No, the old iron barrel Bullets are as you describe: dry sump but having the oil tank in the crankcase. Panthers also had this arrangement The UCE bikes have a wet sump engine. Apart from the fact that it says so in the workshop manual the oil pump has no return side, so there is nothing to remove excess oil from the sump and return it to the tank that it doesn't have. One lot of oil lubricates engine, primary drive and gearbox, another characteristic of a wet sump engine. You only have to look at an exploded diagram of the engine to realise that it is wet sump, albeit a bit of an odd design.

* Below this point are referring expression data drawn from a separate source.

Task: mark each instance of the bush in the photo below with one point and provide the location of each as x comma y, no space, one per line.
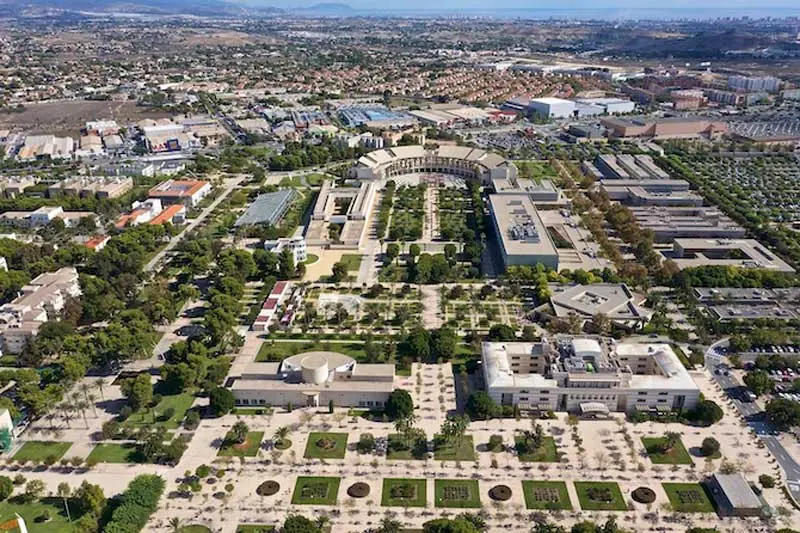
709,447
495,443
136,505
366,443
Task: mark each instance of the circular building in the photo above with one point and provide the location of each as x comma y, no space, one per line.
461,161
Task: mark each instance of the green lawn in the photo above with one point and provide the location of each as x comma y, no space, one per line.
30,511
281,350
351,261
676,456
444,451
688,497
404,492
396,449
458,493
39,450
550,495
546,453
606,497
113,453
249,448
179,402
316,491
326,446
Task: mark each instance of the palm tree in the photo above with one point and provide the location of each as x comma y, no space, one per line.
85,388
92,401
63,492
280,434
100,383
82,406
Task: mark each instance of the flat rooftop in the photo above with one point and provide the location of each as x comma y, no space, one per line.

As for warming up oil, fifty years ago I would have agreed with you. In those days only monograde oil was available. This had to be a compromise and, especially if running straight 50 in an air cooled engine, care would need to be taken to warm up the engine to get the thick oil circulating before placing load on the engine. Then came multigrade oil, designed specifically to address this issue. More recently we have part and full synthetic oils containing all sorts of additives to reduce wear and pollution. They have also increased the viscosity range. Add to this big advances in metallurgy and things like nikasil coating on bores, all things that have not only reduced the wear on engines, but also maintenance requirements. When did anybody last decoke a cylinder head as a routine task? As for VW motors in aircraft - I'm no pilot, but don't you need full throttle to take off? Sure, I'd want a properly warm engine for that too....Nobody is saying just ride off and give it full bore straight off, just that gentle use warms up the engine more effectively than just letting it tick over for minutes.
BTW you may recall I fitted the same carb conversion kit as you, around the same time. I've just removed mine. Although it fuelled nicely I have doubts about what's going on with the ignition curve. Mine started to pink a bit, having refitted the EFI it now runs much better. I believe the earlier conversion with the replacement generator and ECU is probably a better bet. IIRC your bike isn't ridden anyway, is it unless you've fixed the back brake?